2.204 – Maguey

pilar galan 65  Valladolid es una de las ciudades con más niebla de España. A eso del atardecer, desde el Pisuerga, empieza a crecer una maraña de jirones que sube hacia el paseo y deja una huella fría en los bancos de piedra.
Si no estás acostumbrado, la helada se te cuela hasta los huesos y te entra una tiritona que no te deja en siete días. Los de aquí salen a la calle preparados. A los que vienen de fuera les toca pagar peaje, ya saben, la gripe con medicamentos dura una semana y sin ellos, siete días. Cosas de médicos. Chistes de médicos. El humor español es muy distinto al suyo. Y las palabras. Le habían dicho que aquí, en Valladolid, la gente hablaba el mejor castellano del mundo.

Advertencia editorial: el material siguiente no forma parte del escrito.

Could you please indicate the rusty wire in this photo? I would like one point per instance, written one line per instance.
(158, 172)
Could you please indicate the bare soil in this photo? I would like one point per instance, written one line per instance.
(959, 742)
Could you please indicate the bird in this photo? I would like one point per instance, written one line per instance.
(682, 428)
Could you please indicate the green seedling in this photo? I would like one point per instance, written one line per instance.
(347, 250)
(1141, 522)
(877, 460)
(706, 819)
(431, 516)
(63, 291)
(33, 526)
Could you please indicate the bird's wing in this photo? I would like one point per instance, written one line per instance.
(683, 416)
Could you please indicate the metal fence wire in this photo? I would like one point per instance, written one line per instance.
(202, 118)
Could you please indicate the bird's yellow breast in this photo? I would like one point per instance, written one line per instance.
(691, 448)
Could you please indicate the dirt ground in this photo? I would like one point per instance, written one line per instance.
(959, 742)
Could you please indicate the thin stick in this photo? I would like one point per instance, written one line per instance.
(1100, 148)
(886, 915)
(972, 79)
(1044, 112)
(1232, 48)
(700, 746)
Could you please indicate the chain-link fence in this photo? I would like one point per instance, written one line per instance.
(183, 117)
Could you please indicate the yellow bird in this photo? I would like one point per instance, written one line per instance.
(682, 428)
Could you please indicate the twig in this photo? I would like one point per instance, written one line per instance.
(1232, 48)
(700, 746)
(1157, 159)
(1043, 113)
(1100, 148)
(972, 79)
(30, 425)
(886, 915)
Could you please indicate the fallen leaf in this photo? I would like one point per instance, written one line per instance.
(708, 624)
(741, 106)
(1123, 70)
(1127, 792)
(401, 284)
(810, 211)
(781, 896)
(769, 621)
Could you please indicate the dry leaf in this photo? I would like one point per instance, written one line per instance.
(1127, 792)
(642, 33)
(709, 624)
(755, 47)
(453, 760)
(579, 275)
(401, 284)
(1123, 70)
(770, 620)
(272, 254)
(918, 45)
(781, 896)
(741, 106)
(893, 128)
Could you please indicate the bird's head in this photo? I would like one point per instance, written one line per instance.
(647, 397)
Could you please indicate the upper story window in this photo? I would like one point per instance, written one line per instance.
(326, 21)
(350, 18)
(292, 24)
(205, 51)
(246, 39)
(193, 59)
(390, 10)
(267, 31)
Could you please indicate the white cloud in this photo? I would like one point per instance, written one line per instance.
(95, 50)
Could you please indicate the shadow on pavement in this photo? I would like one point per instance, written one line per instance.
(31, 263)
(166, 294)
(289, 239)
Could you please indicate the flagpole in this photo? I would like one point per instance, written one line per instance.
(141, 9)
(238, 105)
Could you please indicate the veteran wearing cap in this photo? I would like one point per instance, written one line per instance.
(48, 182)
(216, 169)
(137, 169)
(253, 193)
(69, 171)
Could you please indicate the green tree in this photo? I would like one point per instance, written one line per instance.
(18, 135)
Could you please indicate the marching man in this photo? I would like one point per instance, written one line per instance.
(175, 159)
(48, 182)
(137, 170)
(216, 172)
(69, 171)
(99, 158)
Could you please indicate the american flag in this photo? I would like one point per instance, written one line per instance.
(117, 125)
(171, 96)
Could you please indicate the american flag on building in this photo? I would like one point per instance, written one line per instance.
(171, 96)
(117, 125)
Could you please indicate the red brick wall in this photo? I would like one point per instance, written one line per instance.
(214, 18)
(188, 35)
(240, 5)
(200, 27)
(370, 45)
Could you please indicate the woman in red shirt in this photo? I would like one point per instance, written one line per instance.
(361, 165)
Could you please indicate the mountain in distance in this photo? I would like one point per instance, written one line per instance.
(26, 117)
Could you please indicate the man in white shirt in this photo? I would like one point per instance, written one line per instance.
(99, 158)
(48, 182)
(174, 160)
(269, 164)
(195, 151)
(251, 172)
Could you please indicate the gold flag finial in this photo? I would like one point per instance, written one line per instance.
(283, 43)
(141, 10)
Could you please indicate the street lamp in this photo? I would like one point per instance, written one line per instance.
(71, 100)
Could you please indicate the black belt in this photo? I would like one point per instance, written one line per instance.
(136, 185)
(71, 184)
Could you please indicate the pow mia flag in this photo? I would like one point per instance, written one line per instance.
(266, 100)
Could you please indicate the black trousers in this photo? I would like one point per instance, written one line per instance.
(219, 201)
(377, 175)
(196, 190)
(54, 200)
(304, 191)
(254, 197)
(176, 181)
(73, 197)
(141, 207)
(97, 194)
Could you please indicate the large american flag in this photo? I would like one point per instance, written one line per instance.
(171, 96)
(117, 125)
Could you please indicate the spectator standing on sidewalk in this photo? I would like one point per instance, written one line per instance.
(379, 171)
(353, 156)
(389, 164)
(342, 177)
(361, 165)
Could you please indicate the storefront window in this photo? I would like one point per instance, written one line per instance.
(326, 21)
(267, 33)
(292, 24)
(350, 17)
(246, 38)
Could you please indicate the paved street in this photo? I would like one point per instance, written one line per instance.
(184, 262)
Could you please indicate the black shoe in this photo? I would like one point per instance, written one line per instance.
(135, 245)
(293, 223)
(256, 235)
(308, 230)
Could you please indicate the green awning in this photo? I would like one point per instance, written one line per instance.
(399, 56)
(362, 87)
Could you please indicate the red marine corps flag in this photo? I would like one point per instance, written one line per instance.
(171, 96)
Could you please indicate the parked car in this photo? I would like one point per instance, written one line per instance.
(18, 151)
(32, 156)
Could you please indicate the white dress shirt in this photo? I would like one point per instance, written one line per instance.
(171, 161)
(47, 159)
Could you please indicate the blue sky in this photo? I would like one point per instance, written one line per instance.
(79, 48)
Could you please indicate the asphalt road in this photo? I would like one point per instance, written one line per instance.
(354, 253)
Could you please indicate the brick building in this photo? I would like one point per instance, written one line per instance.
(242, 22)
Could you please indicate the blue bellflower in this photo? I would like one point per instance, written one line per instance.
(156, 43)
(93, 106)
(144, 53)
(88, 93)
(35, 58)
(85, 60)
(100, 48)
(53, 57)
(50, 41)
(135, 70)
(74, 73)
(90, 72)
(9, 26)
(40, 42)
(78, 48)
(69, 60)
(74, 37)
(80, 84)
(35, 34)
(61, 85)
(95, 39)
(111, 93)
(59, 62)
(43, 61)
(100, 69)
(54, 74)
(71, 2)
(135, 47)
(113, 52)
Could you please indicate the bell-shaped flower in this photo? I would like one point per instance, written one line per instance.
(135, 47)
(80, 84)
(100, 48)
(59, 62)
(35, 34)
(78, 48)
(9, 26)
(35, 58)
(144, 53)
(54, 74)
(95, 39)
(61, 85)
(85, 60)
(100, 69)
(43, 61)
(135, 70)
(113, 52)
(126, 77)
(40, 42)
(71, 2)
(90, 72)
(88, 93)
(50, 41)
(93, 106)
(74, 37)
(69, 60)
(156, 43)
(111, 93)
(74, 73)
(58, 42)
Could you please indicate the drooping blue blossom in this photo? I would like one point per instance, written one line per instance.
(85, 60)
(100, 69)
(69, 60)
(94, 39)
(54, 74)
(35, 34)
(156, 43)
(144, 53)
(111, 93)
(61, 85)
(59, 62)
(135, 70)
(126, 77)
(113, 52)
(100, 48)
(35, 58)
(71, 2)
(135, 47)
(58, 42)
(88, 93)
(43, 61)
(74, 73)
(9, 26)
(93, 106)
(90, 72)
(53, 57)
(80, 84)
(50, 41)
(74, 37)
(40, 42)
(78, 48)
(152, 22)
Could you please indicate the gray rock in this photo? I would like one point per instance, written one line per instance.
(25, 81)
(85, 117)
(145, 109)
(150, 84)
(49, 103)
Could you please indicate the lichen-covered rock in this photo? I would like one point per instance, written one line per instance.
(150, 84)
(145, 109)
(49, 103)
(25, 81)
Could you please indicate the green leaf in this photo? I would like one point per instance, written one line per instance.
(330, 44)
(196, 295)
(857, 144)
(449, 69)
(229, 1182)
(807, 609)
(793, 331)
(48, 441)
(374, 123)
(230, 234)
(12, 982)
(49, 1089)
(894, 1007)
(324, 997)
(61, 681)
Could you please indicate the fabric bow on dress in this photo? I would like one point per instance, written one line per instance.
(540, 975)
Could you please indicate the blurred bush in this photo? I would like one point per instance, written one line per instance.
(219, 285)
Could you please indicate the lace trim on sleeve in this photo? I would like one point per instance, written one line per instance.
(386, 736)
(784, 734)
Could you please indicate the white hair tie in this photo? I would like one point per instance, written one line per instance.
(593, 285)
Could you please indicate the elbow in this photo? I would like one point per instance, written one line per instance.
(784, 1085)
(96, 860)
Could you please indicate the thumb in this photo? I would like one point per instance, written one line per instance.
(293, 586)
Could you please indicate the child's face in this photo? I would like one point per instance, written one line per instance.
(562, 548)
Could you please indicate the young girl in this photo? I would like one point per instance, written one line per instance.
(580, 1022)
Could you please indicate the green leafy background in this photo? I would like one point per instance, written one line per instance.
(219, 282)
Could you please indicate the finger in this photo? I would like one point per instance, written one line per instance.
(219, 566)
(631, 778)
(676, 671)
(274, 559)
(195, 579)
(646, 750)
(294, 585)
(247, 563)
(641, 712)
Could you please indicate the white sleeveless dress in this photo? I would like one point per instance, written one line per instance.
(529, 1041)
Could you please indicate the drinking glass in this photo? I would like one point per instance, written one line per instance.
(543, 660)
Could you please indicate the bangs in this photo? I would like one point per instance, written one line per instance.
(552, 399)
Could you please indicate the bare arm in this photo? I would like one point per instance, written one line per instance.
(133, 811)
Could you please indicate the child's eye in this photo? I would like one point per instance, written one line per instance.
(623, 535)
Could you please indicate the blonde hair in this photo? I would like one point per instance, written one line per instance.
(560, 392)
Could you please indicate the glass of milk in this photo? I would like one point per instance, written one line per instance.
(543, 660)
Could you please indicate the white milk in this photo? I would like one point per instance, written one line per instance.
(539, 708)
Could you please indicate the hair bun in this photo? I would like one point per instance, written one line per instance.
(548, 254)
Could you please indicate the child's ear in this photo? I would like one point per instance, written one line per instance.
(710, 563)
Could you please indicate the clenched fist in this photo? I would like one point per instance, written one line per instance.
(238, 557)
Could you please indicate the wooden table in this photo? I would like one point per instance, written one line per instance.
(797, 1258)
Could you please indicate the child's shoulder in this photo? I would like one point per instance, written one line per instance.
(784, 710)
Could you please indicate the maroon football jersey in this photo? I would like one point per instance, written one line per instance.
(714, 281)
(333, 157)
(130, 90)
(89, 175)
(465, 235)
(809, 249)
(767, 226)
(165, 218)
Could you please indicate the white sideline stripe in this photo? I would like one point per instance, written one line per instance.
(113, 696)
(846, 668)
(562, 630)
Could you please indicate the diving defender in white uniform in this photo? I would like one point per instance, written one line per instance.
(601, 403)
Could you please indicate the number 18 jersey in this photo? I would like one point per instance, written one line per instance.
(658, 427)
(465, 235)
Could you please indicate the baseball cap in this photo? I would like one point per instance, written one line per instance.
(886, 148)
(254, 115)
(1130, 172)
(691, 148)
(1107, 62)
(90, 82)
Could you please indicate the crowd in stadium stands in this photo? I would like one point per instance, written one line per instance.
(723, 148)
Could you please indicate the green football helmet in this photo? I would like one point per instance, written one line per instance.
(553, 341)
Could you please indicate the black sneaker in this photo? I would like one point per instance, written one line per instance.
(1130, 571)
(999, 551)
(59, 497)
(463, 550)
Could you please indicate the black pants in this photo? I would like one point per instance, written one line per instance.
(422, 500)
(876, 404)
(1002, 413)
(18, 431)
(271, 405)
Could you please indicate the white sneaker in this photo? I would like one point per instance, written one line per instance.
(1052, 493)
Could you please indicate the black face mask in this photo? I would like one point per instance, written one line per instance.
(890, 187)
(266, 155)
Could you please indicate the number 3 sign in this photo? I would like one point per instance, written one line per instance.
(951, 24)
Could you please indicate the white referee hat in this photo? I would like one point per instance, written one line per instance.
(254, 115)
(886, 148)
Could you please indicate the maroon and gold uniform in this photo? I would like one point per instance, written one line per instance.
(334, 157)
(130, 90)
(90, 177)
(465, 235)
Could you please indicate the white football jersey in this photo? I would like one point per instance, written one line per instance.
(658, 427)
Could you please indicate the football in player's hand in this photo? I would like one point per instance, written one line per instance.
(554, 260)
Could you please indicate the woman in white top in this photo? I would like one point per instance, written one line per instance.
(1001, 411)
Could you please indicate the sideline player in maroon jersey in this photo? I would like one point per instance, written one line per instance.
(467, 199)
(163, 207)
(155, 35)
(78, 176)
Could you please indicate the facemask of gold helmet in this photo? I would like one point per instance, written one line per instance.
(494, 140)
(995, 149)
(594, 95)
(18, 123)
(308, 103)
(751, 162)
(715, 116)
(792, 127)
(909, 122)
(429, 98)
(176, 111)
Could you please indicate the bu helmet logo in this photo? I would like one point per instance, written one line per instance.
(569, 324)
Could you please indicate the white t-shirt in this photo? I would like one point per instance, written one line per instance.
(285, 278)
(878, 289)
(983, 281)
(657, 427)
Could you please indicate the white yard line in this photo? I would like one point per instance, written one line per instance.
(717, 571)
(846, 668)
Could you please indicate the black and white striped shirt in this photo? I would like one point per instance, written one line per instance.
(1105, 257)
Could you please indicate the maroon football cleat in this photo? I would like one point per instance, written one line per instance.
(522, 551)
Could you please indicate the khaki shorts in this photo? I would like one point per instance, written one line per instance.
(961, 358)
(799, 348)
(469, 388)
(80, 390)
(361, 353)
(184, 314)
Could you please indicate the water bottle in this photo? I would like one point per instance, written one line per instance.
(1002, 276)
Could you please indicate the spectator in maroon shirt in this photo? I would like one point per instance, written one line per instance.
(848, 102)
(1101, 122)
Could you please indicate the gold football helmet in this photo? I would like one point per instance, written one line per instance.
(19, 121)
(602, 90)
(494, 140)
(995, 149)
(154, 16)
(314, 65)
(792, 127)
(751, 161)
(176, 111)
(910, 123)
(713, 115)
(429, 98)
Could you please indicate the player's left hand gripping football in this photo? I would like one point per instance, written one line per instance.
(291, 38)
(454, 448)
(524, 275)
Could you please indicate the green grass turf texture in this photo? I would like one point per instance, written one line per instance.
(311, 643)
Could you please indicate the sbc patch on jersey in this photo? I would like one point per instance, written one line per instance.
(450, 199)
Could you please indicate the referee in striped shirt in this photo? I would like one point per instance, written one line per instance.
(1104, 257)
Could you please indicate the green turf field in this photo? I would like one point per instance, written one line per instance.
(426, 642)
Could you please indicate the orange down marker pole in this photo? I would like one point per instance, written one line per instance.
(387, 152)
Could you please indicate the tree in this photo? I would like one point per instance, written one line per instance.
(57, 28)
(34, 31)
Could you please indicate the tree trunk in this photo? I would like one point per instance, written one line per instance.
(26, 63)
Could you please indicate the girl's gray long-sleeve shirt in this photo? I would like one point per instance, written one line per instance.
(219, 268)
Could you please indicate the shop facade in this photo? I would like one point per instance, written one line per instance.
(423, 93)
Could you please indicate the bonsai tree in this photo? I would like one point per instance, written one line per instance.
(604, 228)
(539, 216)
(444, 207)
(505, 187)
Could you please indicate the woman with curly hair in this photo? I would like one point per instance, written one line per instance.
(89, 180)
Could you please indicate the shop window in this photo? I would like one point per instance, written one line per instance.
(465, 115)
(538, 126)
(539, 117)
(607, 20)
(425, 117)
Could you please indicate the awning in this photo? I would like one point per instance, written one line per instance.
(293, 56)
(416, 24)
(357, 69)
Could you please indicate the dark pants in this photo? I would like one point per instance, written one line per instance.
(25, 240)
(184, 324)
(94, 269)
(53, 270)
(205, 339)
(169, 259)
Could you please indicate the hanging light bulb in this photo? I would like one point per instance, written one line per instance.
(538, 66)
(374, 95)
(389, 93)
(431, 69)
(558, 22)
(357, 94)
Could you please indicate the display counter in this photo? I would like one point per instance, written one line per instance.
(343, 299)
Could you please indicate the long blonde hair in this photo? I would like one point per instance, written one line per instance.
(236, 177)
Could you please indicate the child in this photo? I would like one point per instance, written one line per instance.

Y sí, hablan bien, pero las sílabas tienen los bordes cortantes del carámbano y las letras se pegan a los labios, perdidas en las grietas.
Cama segura y asistencia médica.
Las otras son muy cariñosas y le dejan rebañar las sobras de la crema pastelera o de la masa de los huesos de santo.
Perrunillas, mantecados, buñuelos de viento.
Sobre la niebla, cuando ya no se ven ni las sombras de los árboles dorados del otoño, se extiende el olor dulce del azúcar del convento.
Tres comidas al día.
Son buenas, las otras. Mayores, pero no lo parecen por su cara que no muestra ni una arruga. Lisitas, sonrosadas. Caras que no han sido tocadas por el sol ni por el frío negro que sube del río a lamer las rejas de su celda.
Son buenas, sí, y la quieren mucho. Y no se ríen cuando habla. Ni cuando tienen que tirar de ella para despertarla, tan dormilona que casi se le cierran los ojos rezando tempranito.
Y aquí solo están ellas, no hombres vociferantes ni gritos ni humo. Solo te tocan ellas.
Aquí combaten el frío a base de caldos calentitos, de ave y vegetales.
Ella se calienta el corazón de otra manera.
Cuando el viento helado agita las hojas más allá del río, reza muy bajito las palabras de antes.
Durazno, maguey, alquejenje, guayaba, guara, arrayana, luma.
No sabe muy bien qué pide con esta plegaria, pero ahuyenta el frío y la niebla, y la lleva a los días de hambre de la infancia, cuando la felicidad se medía por la comida que habían conseguido robar en el mercado, donde el nombre de dios era carnoso, dulce y fresco, y podía morderse hasta quedar saciada.